The overarching goal for writing web content is to be informative, entertaining, task-oriented, clear – and above all, useful to the demographic. Rankings in the search engines are a by-product of good, focused content, and should not be the goal. Frankly, it is entirely possible to serve a niche audience, and do it quite effectively with a high level of satisfaction, without setting any ranking records. But typically when you write an authoritative article full of information useful to your demographic, people will naturally cite it as good and link to it, thus helping your article move up the natural listings. Consistently write helpful, informative articles, and the effects of these citations will not just add up, they will multiply. But, again, this happens if your focus and goal is to reach and affect a target group, small or large, with well-written, concise and usable information.

Most people think of fiction when they hear the term "creative writing," but writers know very well that writing for publication on non-fiction topics requires tremendous creativity. You do not simply "do research" in preparation for writing an article. Rather, you immerse yourself in the subject, study it from all possible angles, take it apart to understand how it truly works, then put it back together again and explain it to others in your own, unique way. The first step (of many) in learning to write content that reads well is "owning the topic" – knowing the subject inside and out. There is no other way to write with authority than to have, in fact, that authority.

Reaching the reader

Just as important as knowing the subject matter is knowing your audience. Not only do you have to understand the target reader’s point of view, of course, but you also need to speak in a common vocabulary. Equally as important as the content is the tone in which it is presented. A motivated reader, eager to learn, does not respond particularly well to condescension, and certainly does not want to be "talked at" or scolded.
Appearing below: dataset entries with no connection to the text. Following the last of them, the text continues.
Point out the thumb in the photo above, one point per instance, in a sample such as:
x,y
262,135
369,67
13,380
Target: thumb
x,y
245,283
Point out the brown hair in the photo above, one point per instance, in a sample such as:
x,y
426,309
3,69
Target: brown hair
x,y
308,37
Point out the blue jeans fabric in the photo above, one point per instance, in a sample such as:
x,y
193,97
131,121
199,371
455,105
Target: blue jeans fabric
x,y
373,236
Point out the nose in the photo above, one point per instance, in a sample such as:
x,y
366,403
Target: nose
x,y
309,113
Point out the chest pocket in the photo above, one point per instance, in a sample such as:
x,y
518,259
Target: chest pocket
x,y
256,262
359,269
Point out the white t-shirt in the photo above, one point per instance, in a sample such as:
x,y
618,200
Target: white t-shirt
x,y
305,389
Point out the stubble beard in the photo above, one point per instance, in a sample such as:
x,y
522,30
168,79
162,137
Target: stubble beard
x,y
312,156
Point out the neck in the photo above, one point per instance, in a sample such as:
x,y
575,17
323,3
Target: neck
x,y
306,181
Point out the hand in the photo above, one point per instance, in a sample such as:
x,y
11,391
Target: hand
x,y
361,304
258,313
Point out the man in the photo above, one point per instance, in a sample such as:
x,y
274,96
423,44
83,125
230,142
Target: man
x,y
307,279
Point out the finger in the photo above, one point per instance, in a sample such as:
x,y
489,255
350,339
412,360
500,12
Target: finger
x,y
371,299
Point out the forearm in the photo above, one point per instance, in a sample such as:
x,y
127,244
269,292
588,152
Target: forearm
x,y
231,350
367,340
In addition to speaking in their vocabulary, you have to choose the words that will motivate them to the goal of the article. Want them to walk away with knowledge that will help them? Choose language that will intrigue them to read more, and word your concepts so their brains soak them up like a sponge. Want them to buy something? Choose words and language that will elicit the emotional buying response. If you want to accomplish your goal, you not only have to use language they will understand, you also have to use language they will connect to.

In a sense, the reader should feel that you are working with them, approaching the material together. This is one of the most powerful ways to get the reader "invested" in the article and lead them, without seeming to, toward any possible call to action you might have at the conclusion.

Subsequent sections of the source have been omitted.